Infatti, di tutta l’acqua prelevata, poco meno della metà viene sprecata, a causa di infrastrutture obsolete e che non tengono conto del fatto che negli anni la domanda sia aumentata, mentre le condizioni climatiche sono cambiante piuttosto rapidamente, soprattutto nell'ultimo decennio. Secondo le ultime statistiche Istat sull’acqua nel 2020, rispetto al 2018, le perdite in distribuzione si attestavano su valori vicini al 42 per cento, quantità di acqua che «continua a rappresentare un volume cospicuo, quantificabile in 157 litri al giorno per abitante», scrive l’istituto di statistica. «Stimando un consumo pro capite pari alla media nazionale, il volume di acqua disperso nel 2020 soddisferebbe le esigenze idriche di oltre 43 milioni di persone per un intero anno».
Manca una visione a lungo termine
Sono infatti bastati due anni di siccità prolungata e duratura perché ci si rendesse conto di quanto si dia per scontata una risorsa considerata probabilmente infinita, dovuta. La verità è che «analizzando la spesa pubblica degli ultimi 25 anni, dalla legge Galli del 1994, lo stato in media ha finanziato il settore idrico con investimenti che vanno dall’uno al due per cento della spesa pubblica», conferma D’Angelis.
La stessa mancanza di visione e pianificazione si vede anche nei finanziamenti previsti dal Pnrr, ovvero 4 miliardi e 400 milioni, rispetto agli oltre 200 miliardi messi a disposizione. «Sostanzialmente nulla».
Ciò che manca al nostro paese è anche la capacità di immagazzinamento. Teoricamente le oltre 530 grandi dighe italiane avrebbero la possibilità di conservare oltre 13 miliardi di metri cubi, ma i volumi invasati oggi sono solo 8 miliardi. «Questo dipende dal fatto che abbiamo decine di dighe in collaudo, in invaso limitato o fuori esercizio temporaneo, o semplicemente mai completate», spiega D’Angelis. In mezzo secolo si è aumentata la capacità solo dell’un per cento. Secondo l’esperto avremmo bisogno di almeno altri duemila piccoli invasi, «trattenere solo il 4 per cento della pioggia è piuttosto assurdo».
L’acqua in bottiglia
C’è poi un altro grande paradosso tutto italiano.
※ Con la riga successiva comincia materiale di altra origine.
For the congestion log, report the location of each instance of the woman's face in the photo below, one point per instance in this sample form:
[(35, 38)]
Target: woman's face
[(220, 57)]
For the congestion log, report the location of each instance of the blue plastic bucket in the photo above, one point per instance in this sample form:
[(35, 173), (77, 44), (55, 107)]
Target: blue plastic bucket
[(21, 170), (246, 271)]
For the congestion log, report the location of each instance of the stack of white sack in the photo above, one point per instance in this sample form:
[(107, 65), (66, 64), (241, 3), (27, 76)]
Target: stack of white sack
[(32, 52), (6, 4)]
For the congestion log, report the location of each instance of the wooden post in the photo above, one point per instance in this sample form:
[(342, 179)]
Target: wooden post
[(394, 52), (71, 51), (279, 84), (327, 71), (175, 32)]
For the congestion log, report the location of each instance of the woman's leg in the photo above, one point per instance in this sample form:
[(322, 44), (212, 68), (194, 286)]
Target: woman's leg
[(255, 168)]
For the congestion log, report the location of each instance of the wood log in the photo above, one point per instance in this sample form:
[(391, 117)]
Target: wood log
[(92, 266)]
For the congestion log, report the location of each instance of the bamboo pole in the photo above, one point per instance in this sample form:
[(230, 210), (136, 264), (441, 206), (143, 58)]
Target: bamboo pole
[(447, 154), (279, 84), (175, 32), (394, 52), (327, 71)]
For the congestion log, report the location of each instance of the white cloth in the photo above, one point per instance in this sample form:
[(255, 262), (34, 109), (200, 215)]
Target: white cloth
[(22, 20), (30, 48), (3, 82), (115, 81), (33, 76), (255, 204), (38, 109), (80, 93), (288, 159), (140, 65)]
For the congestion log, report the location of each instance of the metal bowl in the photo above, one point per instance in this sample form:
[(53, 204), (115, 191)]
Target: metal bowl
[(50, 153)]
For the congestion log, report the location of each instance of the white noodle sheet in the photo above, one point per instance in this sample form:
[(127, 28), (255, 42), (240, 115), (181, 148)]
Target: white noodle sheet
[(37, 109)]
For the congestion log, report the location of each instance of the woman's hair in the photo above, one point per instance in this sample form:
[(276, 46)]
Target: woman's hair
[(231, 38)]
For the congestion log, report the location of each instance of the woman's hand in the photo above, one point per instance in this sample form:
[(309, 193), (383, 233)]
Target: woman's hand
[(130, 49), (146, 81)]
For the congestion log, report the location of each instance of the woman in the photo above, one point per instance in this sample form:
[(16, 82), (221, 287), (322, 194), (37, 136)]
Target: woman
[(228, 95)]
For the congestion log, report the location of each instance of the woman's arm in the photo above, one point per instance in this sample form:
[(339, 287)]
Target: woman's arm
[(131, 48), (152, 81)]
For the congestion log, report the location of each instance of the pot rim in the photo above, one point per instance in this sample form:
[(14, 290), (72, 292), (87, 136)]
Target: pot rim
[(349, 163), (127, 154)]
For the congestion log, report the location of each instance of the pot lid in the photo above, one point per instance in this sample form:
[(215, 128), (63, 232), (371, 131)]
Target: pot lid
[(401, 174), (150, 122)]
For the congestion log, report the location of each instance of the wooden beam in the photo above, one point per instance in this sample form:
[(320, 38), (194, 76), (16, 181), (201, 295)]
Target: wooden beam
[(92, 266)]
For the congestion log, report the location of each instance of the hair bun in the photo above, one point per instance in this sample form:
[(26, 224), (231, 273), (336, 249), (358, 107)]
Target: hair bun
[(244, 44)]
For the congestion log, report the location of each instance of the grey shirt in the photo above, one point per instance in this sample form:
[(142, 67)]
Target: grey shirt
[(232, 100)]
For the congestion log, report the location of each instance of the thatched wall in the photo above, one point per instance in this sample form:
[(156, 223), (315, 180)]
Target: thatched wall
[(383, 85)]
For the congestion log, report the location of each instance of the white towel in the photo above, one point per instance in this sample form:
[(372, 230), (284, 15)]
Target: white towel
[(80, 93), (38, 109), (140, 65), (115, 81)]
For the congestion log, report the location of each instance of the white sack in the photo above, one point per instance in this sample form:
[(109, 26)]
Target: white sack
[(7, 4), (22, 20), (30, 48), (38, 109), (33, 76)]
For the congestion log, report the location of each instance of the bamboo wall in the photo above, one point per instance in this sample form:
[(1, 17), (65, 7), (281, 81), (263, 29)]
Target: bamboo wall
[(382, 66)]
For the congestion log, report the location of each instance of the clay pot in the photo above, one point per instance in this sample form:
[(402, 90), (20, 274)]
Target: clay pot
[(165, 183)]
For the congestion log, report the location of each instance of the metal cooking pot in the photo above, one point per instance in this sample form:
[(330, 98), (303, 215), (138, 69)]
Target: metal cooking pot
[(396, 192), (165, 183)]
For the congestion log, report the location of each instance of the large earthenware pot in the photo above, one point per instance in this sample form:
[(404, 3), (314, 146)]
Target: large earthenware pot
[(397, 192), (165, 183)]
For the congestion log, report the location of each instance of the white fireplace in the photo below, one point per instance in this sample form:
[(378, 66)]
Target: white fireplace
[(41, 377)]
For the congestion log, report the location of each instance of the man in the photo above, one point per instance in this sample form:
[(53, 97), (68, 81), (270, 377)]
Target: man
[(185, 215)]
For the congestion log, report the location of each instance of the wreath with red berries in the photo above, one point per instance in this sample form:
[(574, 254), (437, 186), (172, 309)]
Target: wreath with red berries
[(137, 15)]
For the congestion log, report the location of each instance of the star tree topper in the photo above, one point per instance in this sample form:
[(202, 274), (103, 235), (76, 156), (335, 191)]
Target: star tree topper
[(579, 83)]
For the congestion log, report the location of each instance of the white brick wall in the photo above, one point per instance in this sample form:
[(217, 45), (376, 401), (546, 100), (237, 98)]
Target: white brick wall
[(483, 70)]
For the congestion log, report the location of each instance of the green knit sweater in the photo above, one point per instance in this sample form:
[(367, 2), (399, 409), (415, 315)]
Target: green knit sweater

Mentre nelle parte occidentale piemontese sono almeno 19 i comuni con il massimo livello di severità idrica, cioè con criticità su parte significativa dell’abitato, e che stanno facendo fronte all’emergenza con il riempimento del serbatoio integrato con autobotti, i prelievi nazionali di acque minerali per la produzione sono in costante aumento e hanno raggiunto quasi 19,8 milioni di metri cubi nel 2020 (+3,6 per cento rispetto al 2019), con un tasso medio annuo di crescita di poco più del 4 per cento.
Cosa ancora più controversa, le estrazioni si concentrerebbero per oltre la metà del totale nazionale proprio al nord: in testa la Lombardia con circa 3,6 milioni di metri cubi prelevati, seguita dal Piemonte (3,3), regioni che insieme contano il 34,8 per cento dei prelievi nazionali. L’indicatore di estrazione, dato dal rapporto fra i volumi estratti e la relativa superficie territoriale, registra il valore più alto proprio per l’area nord ovest (125 metri cubi/km2), pari quasi al doppio di quello nazionale. «Una famiglia media spende circa 176 euro di bolletta dell’acqua, mentre circa 140 per quella minerale», conclude D’Angelis. Un paradosso tutto italiano che, in epoca di carenza idrica, pone più di un interrogativo.